Flowing from the above, it is obvious that a magistrate that lacks jurisdiction to hear a matter also lacks the jurisdiction to make remand orders. Besides being in conformity with the intendment of the constitution, it is also in conformity with common sense and hence, magistrate courts should sit up and do the needful without fear.
At this point, it is necessary to add that though some procedural laws such as the Administration of criminal justice Act 2015 among others, empowers the magistrate courts to make remand orders for instance, section 293 and 294 of the Administration of criminal justice Act, such provisions run contrary to the intendment of the constitution and therefore, void to the extent of its inconsistency.
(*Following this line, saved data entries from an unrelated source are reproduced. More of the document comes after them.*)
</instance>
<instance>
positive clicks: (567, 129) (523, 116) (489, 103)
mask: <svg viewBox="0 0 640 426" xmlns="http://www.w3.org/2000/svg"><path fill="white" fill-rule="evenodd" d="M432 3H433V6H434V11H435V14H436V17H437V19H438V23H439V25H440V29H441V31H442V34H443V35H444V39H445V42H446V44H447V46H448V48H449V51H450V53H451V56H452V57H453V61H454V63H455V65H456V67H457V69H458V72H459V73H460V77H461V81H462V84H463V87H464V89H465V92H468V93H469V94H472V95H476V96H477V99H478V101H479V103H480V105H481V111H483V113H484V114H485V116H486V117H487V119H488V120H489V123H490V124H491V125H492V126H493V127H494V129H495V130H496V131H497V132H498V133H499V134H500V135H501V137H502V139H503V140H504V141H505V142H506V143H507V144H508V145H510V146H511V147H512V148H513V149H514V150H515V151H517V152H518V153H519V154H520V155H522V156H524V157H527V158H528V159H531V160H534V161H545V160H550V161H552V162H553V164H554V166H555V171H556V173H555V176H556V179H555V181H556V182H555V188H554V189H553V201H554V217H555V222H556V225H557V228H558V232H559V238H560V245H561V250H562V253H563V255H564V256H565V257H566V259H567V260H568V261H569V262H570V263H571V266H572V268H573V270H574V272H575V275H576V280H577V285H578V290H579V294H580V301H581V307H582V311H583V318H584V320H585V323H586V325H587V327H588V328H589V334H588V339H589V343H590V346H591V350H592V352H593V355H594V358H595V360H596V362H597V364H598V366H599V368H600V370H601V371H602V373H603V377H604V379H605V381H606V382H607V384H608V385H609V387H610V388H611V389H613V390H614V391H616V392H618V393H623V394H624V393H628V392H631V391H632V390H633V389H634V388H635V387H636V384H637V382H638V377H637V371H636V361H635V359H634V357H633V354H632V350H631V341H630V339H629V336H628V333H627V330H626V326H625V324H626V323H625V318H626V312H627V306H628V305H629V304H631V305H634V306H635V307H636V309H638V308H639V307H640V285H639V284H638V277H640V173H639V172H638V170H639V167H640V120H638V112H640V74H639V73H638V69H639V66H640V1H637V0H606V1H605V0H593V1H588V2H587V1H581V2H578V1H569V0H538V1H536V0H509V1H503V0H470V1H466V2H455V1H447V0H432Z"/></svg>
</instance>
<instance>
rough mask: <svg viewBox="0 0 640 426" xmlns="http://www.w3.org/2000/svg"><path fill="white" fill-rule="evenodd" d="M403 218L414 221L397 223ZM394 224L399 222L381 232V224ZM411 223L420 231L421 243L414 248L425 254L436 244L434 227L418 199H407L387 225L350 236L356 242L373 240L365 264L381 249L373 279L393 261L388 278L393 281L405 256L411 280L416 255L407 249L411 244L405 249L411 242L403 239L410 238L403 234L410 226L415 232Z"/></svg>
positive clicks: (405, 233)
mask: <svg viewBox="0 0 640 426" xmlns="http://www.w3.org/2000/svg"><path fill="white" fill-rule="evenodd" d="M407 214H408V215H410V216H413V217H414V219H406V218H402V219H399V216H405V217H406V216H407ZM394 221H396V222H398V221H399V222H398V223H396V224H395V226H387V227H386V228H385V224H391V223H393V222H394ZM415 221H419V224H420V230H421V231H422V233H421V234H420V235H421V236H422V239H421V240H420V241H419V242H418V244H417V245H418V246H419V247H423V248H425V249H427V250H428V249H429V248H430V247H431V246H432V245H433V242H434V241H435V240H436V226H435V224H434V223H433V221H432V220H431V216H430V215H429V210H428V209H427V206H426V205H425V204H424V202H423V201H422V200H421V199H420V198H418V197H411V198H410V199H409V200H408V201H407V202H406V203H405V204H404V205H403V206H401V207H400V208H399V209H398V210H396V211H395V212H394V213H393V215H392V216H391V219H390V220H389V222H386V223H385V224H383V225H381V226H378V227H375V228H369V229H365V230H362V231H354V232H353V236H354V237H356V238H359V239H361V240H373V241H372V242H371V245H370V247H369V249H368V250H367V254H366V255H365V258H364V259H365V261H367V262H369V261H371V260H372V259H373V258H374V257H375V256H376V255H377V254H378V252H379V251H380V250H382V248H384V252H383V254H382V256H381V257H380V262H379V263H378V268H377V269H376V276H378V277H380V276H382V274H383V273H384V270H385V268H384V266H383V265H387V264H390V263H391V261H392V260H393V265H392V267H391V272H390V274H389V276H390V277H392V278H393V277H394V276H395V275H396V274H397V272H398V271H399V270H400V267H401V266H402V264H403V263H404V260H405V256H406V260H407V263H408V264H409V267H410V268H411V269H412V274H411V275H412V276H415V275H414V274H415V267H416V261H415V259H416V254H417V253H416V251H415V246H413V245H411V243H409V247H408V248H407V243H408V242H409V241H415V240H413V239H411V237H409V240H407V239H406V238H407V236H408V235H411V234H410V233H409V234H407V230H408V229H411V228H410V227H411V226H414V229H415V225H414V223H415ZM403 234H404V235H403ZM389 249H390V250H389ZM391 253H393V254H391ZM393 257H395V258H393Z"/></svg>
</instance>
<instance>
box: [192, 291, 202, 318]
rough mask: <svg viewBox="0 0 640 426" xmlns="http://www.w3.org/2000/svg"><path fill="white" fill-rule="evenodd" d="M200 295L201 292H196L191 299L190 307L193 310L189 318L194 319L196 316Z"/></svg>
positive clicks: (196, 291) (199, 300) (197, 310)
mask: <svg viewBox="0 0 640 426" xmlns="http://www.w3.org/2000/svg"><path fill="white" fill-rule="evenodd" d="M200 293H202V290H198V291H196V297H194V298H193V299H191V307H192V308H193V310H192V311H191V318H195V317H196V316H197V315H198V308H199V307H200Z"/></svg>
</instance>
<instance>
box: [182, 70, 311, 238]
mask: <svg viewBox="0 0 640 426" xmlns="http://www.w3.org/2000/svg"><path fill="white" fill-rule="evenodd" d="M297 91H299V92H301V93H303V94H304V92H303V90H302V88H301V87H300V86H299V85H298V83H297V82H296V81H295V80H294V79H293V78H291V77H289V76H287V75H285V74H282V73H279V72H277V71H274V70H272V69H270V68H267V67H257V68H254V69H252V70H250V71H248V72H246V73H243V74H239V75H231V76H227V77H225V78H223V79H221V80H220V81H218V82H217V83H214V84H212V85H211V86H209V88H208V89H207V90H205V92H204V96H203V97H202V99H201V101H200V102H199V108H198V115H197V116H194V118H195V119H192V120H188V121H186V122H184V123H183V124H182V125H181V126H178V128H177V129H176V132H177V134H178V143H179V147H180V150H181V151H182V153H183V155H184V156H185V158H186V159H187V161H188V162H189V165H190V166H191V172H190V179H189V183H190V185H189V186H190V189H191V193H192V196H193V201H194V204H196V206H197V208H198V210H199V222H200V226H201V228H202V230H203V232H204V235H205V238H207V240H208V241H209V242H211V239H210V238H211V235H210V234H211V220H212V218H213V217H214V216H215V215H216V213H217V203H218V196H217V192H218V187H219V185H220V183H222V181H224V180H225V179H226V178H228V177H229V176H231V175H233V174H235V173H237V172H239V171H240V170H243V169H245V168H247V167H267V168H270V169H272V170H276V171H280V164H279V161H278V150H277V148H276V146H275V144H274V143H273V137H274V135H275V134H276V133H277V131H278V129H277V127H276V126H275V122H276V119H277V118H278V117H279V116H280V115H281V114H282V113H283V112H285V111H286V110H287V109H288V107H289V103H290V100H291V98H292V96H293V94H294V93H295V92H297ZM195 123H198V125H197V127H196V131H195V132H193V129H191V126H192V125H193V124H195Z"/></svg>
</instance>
Such provision should be struck down for manifest injustice it is causing in our deplorable correctional facilities. It is inconsistent with section 35 of the Constitution and should struck down.
Way out
Where a person is arraigned before a magistrate court for an offence which the magistrate court lacks the jurisdiction to try, the person can decide to do the following:
Brief a lawyer for legal representation at the court. Upon being served with the copy of the charge or information report, the lawyer should immediately prepare and file a preliminary objection challenging the jurisdiction of the court from hearing the charge and making any form of remand orders citing the above authorities among others. Though this can be made orally, it is better in writing so that it can be appealed upon should the court dismiss the objection. The lawyer can either elect to file preliminary objection simpliciter or file a motion on notice challenging the court from assuming jurisdiction and making remand orders. Where the court dismisses the preliminary objection, the lawyer should prepare to appeal same at the high court down to the court of Appeal if the case demands. While the preliminary objection is being filed or appealed, motion for bail can be filed at the high court simultaneously and it won’t amount to any form of abuse. Where motion for bail is taken and granted at the high court with conditions, appeal on the dismissal of preliminary objection can be lodged at the high court and if it succeed, a fresh application should be filed to discharge the accuse person from the bail and it bond until a fresh charge is filed at the appropriate court. No doubt, this might be the end of the charge as it seems the Nigerian police have vowed not to prosecute matters at the high court despite what the law says. A person can decide not to apply for bail or refuse the bail if the terms are onerous and then pursue the preliminary objection down to the appeal stage and if upheld, he automatically regains his freedom without any form of bail as there is no charge upon which bail can fully rest on. Where a remand order of a magistrate has been struck down incessantly, such magistrate should be petitioned before the appropriate authorities. Stanley Maduabuchi Ofoegbu Esq, Abuja.